Limited to 1,000 copies.

Boddy, Reuter and Mullaney offer a seamless blend of improvisation and composition in this latest disc taken from their appearance at the E-Live 2000 Festival in Eindhoven, The Netherlands.

As you'd expect when three musicians of this calibre get together to perform on stage for the first time, there are moments of delicacy, robust experimentation and tangles of knotted rhythms with critical breaks and sequences which are guaranteed to have fans of electronic music salivating.

Moving somewhere between the transient hinterlands of ambient and dance, Triptych blurs the edges in swathes of lambent sonics, as layer after layer of shifting timbre and harmony coalesce into a music which is expansive in its vision and yet knowingly intimate in its detail.

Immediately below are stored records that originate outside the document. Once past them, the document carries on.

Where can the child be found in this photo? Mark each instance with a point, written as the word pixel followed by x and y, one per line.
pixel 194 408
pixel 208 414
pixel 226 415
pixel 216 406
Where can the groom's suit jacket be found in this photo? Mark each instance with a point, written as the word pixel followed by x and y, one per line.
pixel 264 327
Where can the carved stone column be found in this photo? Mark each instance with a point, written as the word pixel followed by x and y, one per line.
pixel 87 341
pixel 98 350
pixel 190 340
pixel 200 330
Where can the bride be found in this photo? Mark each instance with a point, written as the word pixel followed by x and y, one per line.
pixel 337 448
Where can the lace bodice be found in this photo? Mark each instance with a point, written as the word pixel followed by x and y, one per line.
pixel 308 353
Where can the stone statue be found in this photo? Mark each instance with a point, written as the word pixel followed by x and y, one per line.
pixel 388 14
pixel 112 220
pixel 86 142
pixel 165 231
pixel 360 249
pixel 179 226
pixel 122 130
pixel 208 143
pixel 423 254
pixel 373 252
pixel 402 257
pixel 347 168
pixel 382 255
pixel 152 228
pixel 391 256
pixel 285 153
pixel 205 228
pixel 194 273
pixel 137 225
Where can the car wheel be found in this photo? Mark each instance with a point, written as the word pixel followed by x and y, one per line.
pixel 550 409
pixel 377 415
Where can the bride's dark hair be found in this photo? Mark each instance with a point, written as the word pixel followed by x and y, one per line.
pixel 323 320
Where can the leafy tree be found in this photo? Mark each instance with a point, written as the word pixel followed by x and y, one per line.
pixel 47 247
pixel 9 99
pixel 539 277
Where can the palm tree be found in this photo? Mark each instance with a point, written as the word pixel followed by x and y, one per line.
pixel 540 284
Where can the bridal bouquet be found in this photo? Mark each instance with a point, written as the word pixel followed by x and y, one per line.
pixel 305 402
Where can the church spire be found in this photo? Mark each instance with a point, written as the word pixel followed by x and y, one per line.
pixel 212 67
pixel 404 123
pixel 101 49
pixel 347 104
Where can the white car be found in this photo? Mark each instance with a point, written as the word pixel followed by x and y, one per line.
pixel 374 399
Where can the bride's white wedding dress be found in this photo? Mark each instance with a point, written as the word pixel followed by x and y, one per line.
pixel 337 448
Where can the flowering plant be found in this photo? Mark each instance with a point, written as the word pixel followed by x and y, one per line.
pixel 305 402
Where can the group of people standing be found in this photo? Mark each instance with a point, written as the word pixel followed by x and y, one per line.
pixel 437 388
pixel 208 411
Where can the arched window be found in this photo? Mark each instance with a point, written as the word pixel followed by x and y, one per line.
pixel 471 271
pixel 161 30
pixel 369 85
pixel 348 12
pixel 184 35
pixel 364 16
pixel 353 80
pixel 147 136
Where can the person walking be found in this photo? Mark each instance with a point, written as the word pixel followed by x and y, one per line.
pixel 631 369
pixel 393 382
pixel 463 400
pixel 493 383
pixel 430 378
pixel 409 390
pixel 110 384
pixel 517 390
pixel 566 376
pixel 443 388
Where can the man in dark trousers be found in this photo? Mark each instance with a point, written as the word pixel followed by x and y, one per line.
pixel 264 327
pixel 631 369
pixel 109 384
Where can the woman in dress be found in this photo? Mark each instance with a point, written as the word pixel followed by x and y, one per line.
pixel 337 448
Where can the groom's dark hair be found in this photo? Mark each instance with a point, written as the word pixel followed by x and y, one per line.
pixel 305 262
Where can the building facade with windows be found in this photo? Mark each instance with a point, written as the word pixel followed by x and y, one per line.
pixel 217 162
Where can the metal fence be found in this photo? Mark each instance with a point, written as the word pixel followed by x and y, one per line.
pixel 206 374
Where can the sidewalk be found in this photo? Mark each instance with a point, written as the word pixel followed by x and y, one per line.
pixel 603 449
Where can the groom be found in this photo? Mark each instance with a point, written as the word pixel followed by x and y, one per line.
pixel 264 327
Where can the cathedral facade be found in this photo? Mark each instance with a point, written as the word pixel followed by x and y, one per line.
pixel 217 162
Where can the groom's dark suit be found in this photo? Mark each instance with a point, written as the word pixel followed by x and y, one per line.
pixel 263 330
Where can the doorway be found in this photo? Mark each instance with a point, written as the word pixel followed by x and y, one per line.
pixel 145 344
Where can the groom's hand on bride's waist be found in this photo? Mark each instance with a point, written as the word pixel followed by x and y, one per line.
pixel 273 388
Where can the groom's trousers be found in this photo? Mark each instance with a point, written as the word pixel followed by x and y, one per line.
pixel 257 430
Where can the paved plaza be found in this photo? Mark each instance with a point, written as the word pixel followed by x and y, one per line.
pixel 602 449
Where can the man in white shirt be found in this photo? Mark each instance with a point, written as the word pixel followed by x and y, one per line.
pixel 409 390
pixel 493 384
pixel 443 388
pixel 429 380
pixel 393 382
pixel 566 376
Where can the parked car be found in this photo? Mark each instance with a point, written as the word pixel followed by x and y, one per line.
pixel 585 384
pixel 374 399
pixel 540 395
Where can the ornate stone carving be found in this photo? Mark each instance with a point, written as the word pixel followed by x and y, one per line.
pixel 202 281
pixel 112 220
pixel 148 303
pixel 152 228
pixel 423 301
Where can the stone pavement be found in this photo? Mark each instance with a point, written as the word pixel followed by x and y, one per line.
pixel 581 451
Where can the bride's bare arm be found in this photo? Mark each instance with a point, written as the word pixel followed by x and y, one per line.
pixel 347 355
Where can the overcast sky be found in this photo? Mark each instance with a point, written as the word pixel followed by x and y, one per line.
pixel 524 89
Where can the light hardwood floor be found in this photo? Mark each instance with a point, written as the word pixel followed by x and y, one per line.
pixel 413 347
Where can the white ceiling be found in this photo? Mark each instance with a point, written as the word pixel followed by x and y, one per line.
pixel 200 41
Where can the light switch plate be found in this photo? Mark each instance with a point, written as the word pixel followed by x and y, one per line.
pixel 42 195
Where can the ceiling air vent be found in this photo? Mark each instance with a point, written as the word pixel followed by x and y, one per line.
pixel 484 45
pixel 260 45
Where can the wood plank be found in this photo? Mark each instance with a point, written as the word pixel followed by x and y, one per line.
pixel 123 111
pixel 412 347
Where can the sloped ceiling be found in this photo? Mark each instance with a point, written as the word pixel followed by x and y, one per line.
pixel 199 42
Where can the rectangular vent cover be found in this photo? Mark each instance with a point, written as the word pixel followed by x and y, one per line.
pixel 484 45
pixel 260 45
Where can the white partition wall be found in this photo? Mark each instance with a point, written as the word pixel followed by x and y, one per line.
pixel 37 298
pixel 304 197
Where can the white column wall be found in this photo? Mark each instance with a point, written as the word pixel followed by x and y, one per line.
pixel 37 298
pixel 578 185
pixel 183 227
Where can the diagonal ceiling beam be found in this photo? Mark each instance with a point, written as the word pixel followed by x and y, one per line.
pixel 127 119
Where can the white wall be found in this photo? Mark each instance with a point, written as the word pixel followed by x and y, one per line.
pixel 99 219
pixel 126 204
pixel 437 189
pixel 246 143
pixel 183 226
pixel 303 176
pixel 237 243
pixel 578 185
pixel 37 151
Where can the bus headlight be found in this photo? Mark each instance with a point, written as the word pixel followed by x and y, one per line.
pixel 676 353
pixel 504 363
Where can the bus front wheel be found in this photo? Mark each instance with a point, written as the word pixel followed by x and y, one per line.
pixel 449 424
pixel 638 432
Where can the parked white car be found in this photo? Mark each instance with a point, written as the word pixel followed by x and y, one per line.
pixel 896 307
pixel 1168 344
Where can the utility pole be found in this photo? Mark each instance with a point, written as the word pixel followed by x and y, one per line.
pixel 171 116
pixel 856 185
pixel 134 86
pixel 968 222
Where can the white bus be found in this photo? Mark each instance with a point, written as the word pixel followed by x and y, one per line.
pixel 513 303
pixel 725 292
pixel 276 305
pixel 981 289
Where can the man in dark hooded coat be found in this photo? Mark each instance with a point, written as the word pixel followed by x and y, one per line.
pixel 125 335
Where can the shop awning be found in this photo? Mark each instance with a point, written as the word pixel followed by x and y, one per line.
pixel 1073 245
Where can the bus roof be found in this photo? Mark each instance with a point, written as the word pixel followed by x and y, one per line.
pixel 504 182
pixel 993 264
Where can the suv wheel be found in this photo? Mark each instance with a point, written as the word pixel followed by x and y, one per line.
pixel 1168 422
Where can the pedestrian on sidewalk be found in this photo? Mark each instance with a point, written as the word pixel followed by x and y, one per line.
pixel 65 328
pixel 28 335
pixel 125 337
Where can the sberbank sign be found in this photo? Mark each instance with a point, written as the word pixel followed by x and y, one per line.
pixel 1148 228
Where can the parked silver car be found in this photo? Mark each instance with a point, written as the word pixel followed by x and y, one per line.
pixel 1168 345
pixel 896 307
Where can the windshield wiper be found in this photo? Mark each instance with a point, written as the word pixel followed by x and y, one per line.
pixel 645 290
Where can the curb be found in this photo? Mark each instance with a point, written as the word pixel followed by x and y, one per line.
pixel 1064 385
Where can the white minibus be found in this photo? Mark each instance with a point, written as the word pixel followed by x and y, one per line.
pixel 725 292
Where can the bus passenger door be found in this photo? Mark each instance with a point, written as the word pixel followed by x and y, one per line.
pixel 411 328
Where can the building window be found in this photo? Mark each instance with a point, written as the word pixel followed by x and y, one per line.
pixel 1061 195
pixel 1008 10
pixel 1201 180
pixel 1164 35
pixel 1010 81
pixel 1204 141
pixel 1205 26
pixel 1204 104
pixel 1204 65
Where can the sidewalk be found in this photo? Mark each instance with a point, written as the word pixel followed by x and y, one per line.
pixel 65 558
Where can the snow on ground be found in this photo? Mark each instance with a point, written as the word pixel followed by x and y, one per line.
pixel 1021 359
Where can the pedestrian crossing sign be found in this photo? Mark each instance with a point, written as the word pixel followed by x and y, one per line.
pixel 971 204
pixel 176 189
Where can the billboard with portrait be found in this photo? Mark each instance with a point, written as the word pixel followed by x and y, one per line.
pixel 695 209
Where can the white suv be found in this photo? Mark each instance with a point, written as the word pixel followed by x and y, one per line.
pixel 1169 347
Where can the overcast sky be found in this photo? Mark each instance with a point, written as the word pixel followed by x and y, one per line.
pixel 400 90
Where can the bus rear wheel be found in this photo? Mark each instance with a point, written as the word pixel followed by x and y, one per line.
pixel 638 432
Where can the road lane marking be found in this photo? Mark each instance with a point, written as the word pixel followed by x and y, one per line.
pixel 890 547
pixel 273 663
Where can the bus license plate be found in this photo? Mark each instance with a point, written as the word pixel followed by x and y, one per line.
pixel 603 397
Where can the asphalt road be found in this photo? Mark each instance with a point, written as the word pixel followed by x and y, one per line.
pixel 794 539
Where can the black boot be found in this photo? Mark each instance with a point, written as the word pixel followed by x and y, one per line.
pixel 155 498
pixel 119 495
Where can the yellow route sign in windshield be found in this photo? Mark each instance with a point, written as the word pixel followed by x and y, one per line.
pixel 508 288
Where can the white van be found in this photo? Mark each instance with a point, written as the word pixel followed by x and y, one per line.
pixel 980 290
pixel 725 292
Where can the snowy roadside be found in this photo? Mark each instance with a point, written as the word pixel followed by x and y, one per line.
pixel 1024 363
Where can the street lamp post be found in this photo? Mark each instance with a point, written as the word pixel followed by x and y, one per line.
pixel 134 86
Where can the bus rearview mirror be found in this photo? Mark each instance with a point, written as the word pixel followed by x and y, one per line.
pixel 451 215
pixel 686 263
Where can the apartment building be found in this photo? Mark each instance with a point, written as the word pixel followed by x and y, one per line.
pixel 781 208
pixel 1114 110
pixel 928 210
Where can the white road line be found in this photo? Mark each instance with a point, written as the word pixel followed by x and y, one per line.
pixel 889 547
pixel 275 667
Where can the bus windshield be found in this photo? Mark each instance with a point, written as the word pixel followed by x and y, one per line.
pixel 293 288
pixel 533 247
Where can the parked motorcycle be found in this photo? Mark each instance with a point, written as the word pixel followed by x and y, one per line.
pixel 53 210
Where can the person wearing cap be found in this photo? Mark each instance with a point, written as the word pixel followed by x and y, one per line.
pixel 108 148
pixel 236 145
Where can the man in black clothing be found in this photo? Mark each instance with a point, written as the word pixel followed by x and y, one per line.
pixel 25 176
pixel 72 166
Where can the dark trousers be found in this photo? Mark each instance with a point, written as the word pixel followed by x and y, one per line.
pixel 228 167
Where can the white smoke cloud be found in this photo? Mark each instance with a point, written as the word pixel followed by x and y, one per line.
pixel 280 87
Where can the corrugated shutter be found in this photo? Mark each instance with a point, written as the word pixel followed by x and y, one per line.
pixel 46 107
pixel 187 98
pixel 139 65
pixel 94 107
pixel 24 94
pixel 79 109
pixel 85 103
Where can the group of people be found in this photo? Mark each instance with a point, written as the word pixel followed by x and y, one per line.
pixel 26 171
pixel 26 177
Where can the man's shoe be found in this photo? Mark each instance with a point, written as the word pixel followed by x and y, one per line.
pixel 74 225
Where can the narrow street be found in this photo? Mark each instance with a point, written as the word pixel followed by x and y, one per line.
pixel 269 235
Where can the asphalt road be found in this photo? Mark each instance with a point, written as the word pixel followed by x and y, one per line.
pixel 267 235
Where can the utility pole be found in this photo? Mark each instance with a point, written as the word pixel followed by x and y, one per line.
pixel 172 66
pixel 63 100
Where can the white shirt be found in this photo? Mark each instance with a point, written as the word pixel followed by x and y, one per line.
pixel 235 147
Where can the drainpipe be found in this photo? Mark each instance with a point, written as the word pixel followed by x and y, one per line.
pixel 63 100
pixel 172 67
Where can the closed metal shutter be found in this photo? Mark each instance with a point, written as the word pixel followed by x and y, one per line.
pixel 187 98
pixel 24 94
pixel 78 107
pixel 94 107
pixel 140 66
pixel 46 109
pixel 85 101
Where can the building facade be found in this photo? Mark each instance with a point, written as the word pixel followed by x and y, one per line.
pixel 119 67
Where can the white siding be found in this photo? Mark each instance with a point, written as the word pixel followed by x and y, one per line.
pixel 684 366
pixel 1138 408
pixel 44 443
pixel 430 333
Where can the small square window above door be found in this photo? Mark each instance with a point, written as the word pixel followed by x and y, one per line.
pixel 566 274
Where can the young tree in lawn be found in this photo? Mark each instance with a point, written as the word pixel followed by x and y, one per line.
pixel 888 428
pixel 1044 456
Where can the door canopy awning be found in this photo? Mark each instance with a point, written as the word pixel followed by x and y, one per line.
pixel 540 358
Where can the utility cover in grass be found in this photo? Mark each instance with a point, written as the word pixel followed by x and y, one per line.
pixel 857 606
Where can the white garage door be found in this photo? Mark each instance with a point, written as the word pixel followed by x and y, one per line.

Fans of Ian Boddy's distinctive use of atmospherics and colour will not be disappointed by this release and here he combines forces with Markus Reuter's heartfelt searing touch guitar and Nigel Mullany's innovative use
of decks which has syntax and sound-pigments falling into forever.

Track listing:

1) Sienna Daze (14.38)
2) Mystertronic (18.10)
3) Triptych: First Image (8.20)
4) Triptych: Second Transmission (11.47)
5) Triptych: Final View (5.18)
6) Ionosphere (11.30)

Ian Boddy - modular systems, Roland JP8000 & D550, Akai S6000 & MPC2000XL
Markus Reuter - Warr touch guitar & loops
Nigel Mullaney - Nord lead, Korg MS2000 and decks

To hear the tracks from this album go to www.mp3.com/ianboddy.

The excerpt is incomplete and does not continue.